Search code examples
google-bigqueryapache-beam-io

Set table description when creating table with apache_beam.io.gcp.bigquery.WriteToBigQuery


Is it possible to create a table with a provided description string (for the table) using Apache Beam's WriteToBigQuery?

The additional_bq_parameters argument is useful to set, for example, the clustering or partitioning fields, but I cannot find a way to set table description here, nor in the schema object that is passed.

Is there any alternative way to do this (create a table with description / set table description) using the native Beam functions?


Solution

  • Setting table descriptions at the time of table creation is not directly supported by the apache_beam.io.gcp.bigquery.WriteToBigQuery transform. There isn't a parameter for specifying a description, however the schema parameter lets you specify the table schema. Setting a table description requires the following steps:

    1. construct the table independently: Use the BigQuery API or the bq command-line tool to construct the BigQuery table prior to executing your Beam pipeline.

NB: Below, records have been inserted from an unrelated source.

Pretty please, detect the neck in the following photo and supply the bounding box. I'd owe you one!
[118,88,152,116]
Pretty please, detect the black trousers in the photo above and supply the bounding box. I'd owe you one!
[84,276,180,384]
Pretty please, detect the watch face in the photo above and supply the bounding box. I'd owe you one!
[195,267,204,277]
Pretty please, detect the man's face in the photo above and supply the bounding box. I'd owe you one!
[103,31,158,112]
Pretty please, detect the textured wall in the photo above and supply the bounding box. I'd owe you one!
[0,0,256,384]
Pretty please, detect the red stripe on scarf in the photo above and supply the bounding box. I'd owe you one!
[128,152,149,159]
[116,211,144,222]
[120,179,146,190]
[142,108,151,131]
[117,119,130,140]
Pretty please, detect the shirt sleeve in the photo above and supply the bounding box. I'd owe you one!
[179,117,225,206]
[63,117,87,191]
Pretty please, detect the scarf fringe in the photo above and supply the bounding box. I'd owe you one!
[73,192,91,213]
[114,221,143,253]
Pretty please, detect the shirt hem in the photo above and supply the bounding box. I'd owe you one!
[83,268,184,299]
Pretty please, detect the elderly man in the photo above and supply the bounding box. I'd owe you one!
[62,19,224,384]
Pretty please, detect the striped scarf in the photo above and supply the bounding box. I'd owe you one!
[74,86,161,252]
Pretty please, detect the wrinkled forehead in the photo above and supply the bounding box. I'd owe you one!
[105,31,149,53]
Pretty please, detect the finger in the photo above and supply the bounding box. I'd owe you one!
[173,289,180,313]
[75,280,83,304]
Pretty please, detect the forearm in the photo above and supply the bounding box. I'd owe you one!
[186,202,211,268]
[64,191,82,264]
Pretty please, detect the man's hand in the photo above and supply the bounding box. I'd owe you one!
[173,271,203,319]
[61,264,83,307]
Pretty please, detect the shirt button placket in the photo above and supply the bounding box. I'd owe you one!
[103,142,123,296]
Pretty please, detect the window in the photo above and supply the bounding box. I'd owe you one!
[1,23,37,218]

This enables you to include a description when creating the table. This guarantees that the table is there before the Beam pipeline tries to write data. For more details refer to this documentation .

    2. Utilize WriteToBigQuery with CREATE_NEVER: In your Beam pipeline, utilize WriteToBigQuery with beam.io.BigQueryDisposition.CREATE_NEVER as the create_disposition argument. As a result, Beam will just publish data to the existing table rather than trying to create the table itself and refer to link1 and link2.